Her face stayed as always, mouth closed, eyes big and dumb. Her face was thin, which made her look old, and the skin was smooth, which made her look young. Quinn didn’t concern himself much with any of this.
“Now stay put. Sit. And no sound.” All this he showed her.
From the next room he heard a wild splashing. And then, “I say there, is that you, Quinn?”
He even sleeps in that tub, so help me “Yes, it’s me,” he said, “I just got in.”
“Are you dumping the books? I’m terribly sorry I forgot about those books.”
“That’s all right. Sorry I woke you.”
“Not at all, not at all. But you’ll need a pillow and a blanket. I say, Quinn, would you mind terribly getting the stuff yourself. Open the door.”

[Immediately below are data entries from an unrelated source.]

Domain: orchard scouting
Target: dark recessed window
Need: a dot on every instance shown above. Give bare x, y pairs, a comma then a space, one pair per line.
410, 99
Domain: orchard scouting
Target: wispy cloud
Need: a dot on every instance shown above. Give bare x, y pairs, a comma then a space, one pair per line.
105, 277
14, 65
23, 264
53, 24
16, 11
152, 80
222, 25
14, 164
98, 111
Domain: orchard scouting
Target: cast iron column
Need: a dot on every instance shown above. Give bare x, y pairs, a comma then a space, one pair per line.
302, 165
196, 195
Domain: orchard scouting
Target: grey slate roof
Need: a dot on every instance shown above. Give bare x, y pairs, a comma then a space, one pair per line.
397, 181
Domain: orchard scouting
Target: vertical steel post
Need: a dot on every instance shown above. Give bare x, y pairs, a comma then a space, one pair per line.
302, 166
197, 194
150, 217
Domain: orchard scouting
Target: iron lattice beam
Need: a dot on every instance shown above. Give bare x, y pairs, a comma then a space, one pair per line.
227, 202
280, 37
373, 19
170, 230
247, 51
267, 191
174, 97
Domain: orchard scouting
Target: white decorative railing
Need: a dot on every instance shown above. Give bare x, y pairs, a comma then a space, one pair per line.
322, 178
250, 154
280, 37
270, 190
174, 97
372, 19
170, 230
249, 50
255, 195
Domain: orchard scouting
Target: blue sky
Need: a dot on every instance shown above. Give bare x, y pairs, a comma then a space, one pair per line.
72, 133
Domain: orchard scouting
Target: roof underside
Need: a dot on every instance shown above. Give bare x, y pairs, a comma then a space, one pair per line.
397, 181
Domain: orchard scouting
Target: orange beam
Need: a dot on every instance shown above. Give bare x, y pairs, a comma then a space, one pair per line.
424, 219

“I don’t need anything. Go back to sleep.”
“Don’t he ridiculous. Open the door.”
Quinn went and opened the door. The light was on in the bedroom, too, and of course Whitfield was not in his bed. Everybody seems to know about this boat tonight, Quinn thought, and looked at Whitfield in his tub, face wet, knees drawn up to make room for the black-haired girl who was in the water with him. This one did not have a child’s body. She was full-fleshed and she glistened. Quinn thought of wet rubber.
“I’m terribly sorry,” Whitfield was saying, “but you’ll forgive me if I don’t get up.”
“I understand fully,” said Quinn, and them he meant to tell Whitfield to go on with his bath and that he himself hadn’t meant to go to sleep right now, anyway. But Whitfield at that point spotted the girl on the couch and he was shocked.